Ringfort (Rath), Carrownaknockan, Co. Sligo
Co. Sligo |
Ringforts
On a north-facing slope in County Sligo, the ground quietly gives itself away.
A raised, roughly oval platform sits in open pasture, its enclosing earthen bank still running to nearly two metres in height on the southern side, where the builders piled the material highest. This is a rath, the Irish term for a ringfort, the type of enclosed farmstead that was built in its tens of thousands across Ireland during the early medieval period, roughly between the fifth and twelfth centuries. Most were the homes of farming families of middling status, the bank and external ditch serving as much as a boundary marker and a pen for livestock as any serious defensive structure.

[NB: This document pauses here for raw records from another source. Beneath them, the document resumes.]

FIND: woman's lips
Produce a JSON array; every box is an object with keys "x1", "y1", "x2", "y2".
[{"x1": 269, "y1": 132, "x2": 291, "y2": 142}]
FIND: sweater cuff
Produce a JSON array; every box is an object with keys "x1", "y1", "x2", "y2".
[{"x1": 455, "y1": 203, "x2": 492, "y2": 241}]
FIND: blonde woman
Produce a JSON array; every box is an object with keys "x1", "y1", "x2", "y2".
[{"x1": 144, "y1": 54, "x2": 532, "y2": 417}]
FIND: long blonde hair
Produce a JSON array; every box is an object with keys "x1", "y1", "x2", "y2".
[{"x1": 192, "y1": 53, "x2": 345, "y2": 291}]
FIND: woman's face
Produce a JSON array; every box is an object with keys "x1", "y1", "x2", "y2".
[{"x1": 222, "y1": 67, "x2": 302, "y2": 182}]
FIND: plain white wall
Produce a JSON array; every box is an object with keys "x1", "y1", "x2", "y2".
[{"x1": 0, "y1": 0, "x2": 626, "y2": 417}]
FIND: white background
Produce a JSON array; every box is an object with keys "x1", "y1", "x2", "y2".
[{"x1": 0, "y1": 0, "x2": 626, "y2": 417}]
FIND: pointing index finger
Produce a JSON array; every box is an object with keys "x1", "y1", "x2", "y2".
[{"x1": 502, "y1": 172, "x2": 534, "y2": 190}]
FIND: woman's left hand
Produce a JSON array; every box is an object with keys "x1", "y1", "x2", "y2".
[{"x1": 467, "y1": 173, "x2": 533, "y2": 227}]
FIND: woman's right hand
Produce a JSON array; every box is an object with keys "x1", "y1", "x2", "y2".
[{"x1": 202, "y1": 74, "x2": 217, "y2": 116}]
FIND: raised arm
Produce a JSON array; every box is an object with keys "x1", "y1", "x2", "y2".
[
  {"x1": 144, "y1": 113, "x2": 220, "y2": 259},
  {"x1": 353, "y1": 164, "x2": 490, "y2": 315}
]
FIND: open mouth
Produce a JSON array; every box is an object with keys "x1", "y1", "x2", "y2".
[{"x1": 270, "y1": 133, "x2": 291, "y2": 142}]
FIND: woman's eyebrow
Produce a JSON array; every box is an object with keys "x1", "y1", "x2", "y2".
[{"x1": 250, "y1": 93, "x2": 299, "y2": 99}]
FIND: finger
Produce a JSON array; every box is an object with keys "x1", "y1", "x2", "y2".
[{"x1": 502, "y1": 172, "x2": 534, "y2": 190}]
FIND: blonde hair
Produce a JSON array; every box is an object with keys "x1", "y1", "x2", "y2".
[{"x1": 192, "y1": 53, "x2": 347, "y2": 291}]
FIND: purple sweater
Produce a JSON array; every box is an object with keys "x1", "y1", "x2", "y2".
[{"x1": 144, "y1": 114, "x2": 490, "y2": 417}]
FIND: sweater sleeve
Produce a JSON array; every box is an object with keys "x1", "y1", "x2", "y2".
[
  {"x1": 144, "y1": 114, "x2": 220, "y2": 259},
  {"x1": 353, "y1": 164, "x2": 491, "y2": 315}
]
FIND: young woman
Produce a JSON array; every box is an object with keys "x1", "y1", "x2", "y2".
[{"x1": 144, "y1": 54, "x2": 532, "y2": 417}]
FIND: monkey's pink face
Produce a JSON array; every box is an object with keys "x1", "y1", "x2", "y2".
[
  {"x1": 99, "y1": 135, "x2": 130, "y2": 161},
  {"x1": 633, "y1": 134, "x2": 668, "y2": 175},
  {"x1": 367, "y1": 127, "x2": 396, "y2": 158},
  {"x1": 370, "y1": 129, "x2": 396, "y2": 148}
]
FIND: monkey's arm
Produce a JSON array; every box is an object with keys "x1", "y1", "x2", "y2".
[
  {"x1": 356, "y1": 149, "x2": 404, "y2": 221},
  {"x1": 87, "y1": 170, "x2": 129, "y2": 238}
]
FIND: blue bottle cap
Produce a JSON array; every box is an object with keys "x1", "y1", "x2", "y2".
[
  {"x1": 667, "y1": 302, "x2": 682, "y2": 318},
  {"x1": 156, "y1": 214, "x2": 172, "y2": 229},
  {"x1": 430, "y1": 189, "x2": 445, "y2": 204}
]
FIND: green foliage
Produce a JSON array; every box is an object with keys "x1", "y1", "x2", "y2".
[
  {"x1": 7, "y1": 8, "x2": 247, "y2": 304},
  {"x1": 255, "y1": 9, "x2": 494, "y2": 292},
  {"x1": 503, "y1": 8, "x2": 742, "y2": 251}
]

The earthwork at Carrownaknockan measures approximately thirty-five metres across on its longest axis and twenty-nine metres on the shorter. The enclosing bank varies noticeably in width, running to around five and a half metres at the north and widening to seven metres at the south. Outside it runs a fosse, the formal term for a ditch dug to accompany an earthen bank, here roughly four and a half metres wide and nearly a metre deep at its maximum. Much of the western section of this fosse has been filled in over the centuries, and the northern stretch has disappeared almost entirely, the slow work of farming and weathering. The most likely position of the original entrance is on the north to north-east side, where the interior ground sits closest in level to the land outside, suggesting the builders left a low crossing point when the fosse was open.